Friday, September 19, 2014

The End of Life as We Know It (and other good news).


Recently I listened to an interview with Lev Grossman, book critic and author of The Magicians. He was asked if, in light of the success of the Lord of the Rings movie trilogy and HBO's Game of Thrones, he felt fortunate to be a part of a return to popularity of the fantasy genre. He said yes, acknowledged a renewed interest, and went on to explain he thought fantasy offered the kinds of solutions people/readers/viewers are hungry for these days. 
     
His comments made me ask what is the current, most popular narrative trend, and why? This is what I came up with: 

Narratives that borrow troupes from dystopian and post-apocalyptic fiction have become national and international obsessions. The zombie-themed comic and graphic novel The Walking Dead, and the novels and television show that have risen from it are hugely popular. I know many people that are obsessed with it. I personally am anxiously awaiting the release of the next graphic novel. Creator Robert Kirkman has said his interest in Zombie fiction isn't in gore and brain-hungry hordes. Instead it is in the ways that people interact in extreme circumstances.

NBC's Revolution describes a world in which the electrical grid suddenly and (seemingly) permanently stops working. It follows a band of survivors trying to navigate the challenges of the new world. There is a slight steam punk quality, in the ways that antiquated technologies become important again. Steam engines are used to transport goods; Horses are a primary form of transportation, bows and arrows, tents, hunting for food become highly valued skills. The potter is suddenly more relavent than the politician. 




Falling Skies, similarly, is about a band of Americans trying to rebel against alien overlords while fighting amongst themselves about how best to live in the new reality and potentially rebuild a new country and government on the wreckage of the last. The central arc follows one family, a father and his three sons. 


There are numerous other examples: World War Z, The Hunger Games, and a final example of the genre is the BBC's Survivors. In this brave new world, a virus has killed the vast majority of the world's population; society breaks down, anarchy rules. Except where small tribes of like-minded individuals can come together to form communal groups. Of course, when multiple groups are in competition, as resources become more limited, conflicts arise.

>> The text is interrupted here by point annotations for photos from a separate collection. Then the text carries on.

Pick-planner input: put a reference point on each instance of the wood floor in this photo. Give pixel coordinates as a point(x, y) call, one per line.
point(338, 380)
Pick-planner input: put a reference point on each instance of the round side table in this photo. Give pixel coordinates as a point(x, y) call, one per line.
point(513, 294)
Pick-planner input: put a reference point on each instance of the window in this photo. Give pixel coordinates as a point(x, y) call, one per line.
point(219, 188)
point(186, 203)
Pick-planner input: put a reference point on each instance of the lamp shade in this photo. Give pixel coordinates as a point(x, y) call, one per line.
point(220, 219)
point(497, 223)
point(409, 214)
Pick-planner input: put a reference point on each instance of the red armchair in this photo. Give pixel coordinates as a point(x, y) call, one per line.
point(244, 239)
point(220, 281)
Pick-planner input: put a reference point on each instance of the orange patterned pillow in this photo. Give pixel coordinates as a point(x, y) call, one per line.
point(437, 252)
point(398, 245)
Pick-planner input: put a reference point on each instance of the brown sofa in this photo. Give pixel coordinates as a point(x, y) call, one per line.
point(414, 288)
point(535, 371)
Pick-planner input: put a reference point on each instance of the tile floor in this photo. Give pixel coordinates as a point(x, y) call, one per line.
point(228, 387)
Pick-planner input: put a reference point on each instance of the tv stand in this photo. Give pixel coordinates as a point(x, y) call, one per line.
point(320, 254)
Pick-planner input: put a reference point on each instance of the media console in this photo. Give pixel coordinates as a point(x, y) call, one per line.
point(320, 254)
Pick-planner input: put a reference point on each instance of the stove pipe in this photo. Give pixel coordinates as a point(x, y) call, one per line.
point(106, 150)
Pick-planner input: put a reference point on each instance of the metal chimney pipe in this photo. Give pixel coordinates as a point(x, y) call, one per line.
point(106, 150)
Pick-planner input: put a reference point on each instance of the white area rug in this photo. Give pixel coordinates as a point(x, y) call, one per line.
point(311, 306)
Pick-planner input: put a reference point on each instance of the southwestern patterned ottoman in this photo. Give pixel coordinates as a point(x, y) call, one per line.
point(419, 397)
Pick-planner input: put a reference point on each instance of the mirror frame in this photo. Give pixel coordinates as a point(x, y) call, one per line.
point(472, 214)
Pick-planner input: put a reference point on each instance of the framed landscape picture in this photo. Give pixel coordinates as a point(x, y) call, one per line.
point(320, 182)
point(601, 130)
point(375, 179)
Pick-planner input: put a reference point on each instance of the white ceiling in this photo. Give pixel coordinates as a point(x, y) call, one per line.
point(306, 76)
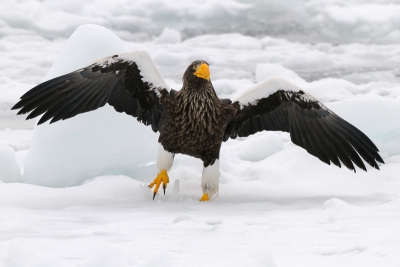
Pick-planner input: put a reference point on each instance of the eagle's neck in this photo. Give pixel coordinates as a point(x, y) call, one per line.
point(199, 109)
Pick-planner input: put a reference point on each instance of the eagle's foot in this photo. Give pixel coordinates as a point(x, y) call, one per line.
point(163, 178)
point(205, 197)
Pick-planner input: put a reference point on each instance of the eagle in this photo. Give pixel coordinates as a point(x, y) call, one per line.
point(194, 121)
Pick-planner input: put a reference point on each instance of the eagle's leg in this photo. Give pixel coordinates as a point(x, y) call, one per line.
point(210, 181)
point(165, 160)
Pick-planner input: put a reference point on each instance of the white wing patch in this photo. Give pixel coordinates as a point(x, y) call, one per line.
point(251, 95)
point(146, 66)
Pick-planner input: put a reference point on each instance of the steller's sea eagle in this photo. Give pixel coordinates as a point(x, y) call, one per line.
point(194, 121)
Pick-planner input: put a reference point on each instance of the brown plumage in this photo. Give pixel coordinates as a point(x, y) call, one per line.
point(195, 119)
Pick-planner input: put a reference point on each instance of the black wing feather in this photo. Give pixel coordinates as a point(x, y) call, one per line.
point(118, 83)
point(311, 125)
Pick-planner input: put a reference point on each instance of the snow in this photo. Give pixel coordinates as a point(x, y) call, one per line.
point(277, 205)
point(96, 143)
point(169, 36)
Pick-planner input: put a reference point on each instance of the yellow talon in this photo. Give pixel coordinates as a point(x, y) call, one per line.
point(163, 178)
point(205, 197)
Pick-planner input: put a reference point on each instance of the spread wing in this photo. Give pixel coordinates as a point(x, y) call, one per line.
point(128, 81)
point(278, 105)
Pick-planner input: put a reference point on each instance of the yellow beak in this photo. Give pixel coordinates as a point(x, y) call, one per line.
point(203, 71)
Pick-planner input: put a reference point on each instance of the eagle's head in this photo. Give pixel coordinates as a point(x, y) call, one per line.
point(198, 73)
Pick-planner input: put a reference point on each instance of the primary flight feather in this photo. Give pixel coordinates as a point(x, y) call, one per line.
point(194, 121)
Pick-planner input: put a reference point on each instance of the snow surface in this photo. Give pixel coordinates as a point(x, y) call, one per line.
point(277, 205)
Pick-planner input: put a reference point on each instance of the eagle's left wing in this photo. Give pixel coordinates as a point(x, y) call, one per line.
point(130, 82)
point(278, 105)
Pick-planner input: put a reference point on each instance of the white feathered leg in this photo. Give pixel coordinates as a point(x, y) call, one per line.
point(165, 160)
point(210, 181)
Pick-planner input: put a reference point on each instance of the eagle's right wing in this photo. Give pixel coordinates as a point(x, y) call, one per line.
point(278, 105)
point(128, 81)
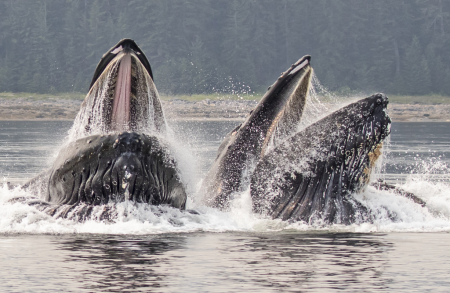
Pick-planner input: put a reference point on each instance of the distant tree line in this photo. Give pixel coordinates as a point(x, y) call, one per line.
point(205, 46)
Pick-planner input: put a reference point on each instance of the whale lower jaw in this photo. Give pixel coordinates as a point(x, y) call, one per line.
point(101, 169)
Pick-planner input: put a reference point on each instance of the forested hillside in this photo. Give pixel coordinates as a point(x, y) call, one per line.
point(204, 46)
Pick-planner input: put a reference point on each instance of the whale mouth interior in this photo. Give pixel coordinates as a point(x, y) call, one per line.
point(122, 97)
point(120, 116)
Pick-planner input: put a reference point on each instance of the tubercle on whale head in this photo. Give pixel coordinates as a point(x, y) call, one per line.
point(122, 96)
point(127, 45)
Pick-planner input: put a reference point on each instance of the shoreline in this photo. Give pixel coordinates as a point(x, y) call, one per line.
point(27, 109)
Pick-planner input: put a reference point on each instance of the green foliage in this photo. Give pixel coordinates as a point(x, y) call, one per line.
point(229, 46)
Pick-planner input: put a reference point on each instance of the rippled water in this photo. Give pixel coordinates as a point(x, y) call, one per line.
point(235, 251)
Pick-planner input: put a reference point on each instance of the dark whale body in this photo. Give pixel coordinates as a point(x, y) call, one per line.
point(312, 175)
point(113, 168)
point(279, 109)
point(308, 175)
point(117, 149)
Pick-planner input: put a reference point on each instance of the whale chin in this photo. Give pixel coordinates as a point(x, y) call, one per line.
point(117, 149)
point(122, 96)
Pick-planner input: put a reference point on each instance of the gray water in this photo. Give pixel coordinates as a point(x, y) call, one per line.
point(236, 251)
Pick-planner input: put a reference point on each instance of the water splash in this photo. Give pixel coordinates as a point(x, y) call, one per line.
point(95, 112)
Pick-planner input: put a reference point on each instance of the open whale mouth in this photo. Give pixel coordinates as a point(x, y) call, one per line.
point(122, 95)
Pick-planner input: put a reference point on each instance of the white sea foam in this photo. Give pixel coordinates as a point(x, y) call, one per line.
point(392, 213)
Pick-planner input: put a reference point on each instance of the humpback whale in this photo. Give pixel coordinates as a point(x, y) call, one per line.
point(307, 175)
point(274, 117)
point(117, 149)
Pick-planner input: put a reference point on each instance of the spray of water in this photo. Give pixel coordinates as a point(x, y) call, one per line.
point(391, 211)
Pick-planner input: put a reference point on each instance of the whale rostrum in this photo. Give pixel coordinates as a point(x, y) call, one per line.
point(117, 149)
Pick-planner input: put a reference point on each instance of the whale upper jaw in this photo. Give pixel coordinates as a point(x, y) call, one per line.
point(122, 96)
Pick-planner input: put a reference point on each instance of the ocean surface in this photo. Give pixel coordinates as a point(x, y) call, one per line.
point(235, 251)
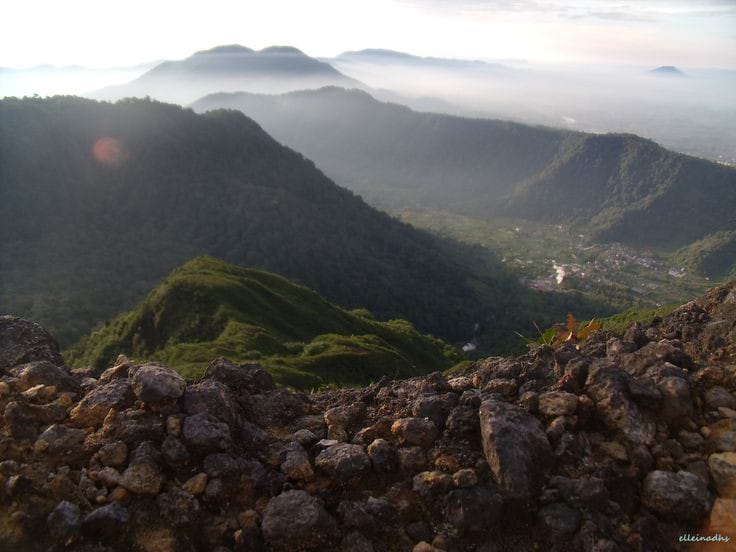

     As Kirkman rightly indicated, the specifics of these extreme situations are not important. They are all shades of the same story. What interests me is the WHY of it. Of course, these stories have action, danger, violence, love, sex and periodic levity; all the good stuff of narrative. But the central driver of this phenomenon is that humans have come to feel, in our core, that it is time for radical change. Our organizations, our societies and governments have made poor choices for our planet. The divide between the haves and have-nots continues to increase. Our institutions have not been good stewards for the world's citizens, but have instead had the interests of those who wield the greatest influence in mind. 
     There is an idealistic impulse in our attraction to the premise of something beyond our control flipping the table over and forcing us to start from scratch. It is appealing to think about circumstances making our lives less complex, more people-centered, less about technology and token economics. All of these shows are essentially existential in concept. They ask who are we, what is important to us, how can we encourage our best qualities while fighting our darkest impulses. What do we do to make the most of the limited time we have? 
     Today, the results of Scotland's vote for independence was tallied and announced. Scotland will remain a part of the UK. I read an article that argued the well-to-do and long established conservative and upper-class government in London believes it knows best what Scotland needs, and doesn't want to hear from the Scots on the issue. The article framed the political situation as an example of the way technology has made power more diffused. It predicts that individuals will form large groups that will try to wrestle power away from the centralized governments of the world, unless those governments begin to willingly share power and become better at caring for the many rather than the few
     Our interest in fantasy, post-apocalyptical, dystopian, and lord-of-the-flies simplified microcosms may not be so much about escapism and fancy. It may be an expression of our deep desire to live more simply, to start over, to try again. In short, we feel it could all slide sideways and crash to the floor. And we wonder if we could build something better for ourselves if given a chance. 

Moving on to writing news: My UK publisher put together this one-sheet for marketing purposes. It was humbling and overwhelming to see all the best comments about my novel consolidated onto one page. Book sales of Good For Nothing have been respectable. It continues to sell and have good reader response. I'm especially encouraged that my publisher continues to support it and spread the word.  


My agency has a new agent on board who will be handling a lot of the english language manuscripts for Pontas. I am looking forward to meeting her and discussion both GFN and Missing People. I am wrapping-up last edits on Missing People now. 

I have also been asked to participate in a very interesting artist's book project. That makes me very happy. I'll try to share more specific news on the book front soon. Cheers.